Precisely because of the attractive returns offered by high rates, the average investor was tempted to forget the benefits of diversification and concentrate excessively on short-term instruments. However, the situation has changed radically: the imminent downward trajectory of rates makes it urgent and relevant to look for other investment options to protect the purchasing power of your money.
Below are some concrete ideas for navigating the current low-rate environment without underestimating the risk of an inflationary spike. The objective is to incorporate instruments that can generate returns higher than those in the short term and others that offer protection against inflation:
● Indexed Bonds/UDIBONOS: these government instruments are specifically designed to protect capital against inflation. The face value of the bond is adjusted for inflation and pays a fixed real interest rate.
● Long-Term Bonds: When the central bank cuts rates, the price of existing bonds with higher rates tends to rise. Investing in long-term government or corporate bonds (5, 10, 20 years) allows you to “capture” a higher return. Profits are sought not only from the interest, but also from the appreciation of the bond’s capital.
● Companies with Pricing Power (Stock): These companies can raise their prices without losing important customers, allowing them to protect their profits from rising costs. This power comes from three key factors: a strong brand with loyal customers, unique products or services that are difficult to substitute, and a dominant position in its market.
● Real Estate Sector (FIBRAs): they offer a double benefit: in times of low interest rates they become more attractive due to their dividends and lower financing costs, while in periods of high inflation they protect capital and returns through the adjustment of rents and the capital gains of the properties.
● Growth Sector (Stocks): Reducing interest rates makes the future earnings of growth companies worth more today, while reducing their financing costs for expansion, which should be reflected in higher share prices.
● Raw Materials (Gold): historically has acted as a store of value. Although it does not generate interest, its value tends to rise when there is economic uncertainty or unexpected inflation.
It is crucial that the investment in these assets is made within a well-structured portfolio.
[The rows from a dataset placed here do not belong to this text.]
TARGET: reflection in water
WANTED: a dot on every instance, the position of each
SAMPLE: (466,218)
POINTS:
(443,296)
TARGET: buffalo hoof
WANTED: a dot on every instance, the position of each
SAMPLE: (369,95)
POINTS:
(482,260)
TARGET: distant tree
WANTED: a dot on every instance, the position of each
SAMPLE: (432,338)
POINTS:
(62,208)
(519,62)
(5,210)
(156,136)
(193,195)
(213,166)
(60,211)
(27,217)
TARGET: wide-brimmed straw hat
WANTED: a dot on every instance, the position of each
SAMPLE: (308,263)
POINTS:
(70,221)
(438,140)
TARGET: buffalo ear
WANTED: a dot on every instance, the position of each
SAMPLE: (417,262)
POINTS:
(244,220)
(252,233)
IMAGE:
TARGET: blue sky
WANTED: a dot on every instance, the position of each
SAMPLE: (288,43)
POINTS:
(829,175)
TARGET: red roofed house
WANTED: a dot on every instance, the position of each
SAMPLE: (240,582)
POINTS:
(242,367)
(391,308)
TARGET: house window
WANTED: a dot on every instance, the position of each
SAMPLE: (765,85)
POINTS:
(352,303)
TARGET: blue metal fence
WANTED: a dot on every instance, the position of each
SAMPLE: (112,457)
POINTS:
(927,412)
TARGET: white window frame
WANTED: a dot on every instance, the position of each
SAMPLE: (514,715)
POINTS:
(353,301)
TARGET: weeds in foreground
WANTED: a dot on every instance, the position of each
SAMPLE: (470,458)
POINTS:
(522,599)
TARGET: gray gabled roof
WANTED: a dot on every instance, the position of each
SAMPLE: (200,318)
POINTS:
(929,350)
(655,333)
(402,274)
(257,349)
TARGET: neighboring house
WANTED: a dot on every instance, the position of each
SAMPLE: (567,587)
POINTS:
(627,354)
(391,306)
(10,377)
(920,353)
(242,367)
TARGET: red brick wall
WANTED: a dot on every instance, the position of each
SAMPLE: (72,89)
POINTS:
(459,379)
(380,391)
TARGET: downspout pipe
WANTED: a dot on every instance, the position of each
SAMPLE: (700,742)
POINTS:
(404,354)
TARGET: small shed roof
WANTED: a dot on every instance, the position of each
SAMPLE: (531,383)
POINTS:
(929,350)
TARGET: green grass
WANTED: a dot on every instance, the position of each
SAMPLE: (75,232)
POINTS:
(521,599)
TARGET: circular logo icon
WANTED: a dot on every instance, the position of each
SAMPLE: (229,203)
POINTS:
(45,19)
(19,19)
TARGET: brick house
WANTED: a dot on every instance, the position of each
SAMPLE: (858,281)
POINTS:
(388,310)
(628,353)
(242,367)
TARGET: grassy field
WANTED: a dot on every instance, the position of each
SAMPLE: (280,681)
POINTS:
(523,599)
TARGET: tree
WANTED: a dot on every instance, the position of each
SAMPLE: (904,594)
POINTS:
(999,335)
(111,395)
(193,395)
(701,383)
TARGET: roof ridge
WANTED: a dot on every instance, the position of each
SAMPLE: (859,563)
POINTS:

The key is to maintain healthy diversification that reduces volatility.
Ultimately, the true goal of any investment is not nominal return, but rather the preservation and growth of purchasing power. With inflation controlled but latent, and with interest rates on a downward trajectory, a window of opportunity opens to reconfigure the strategy. The risk profile must be evaluated, diversified cautiously and ensure that the assets work today so that the objectives can be achieved tomorrow.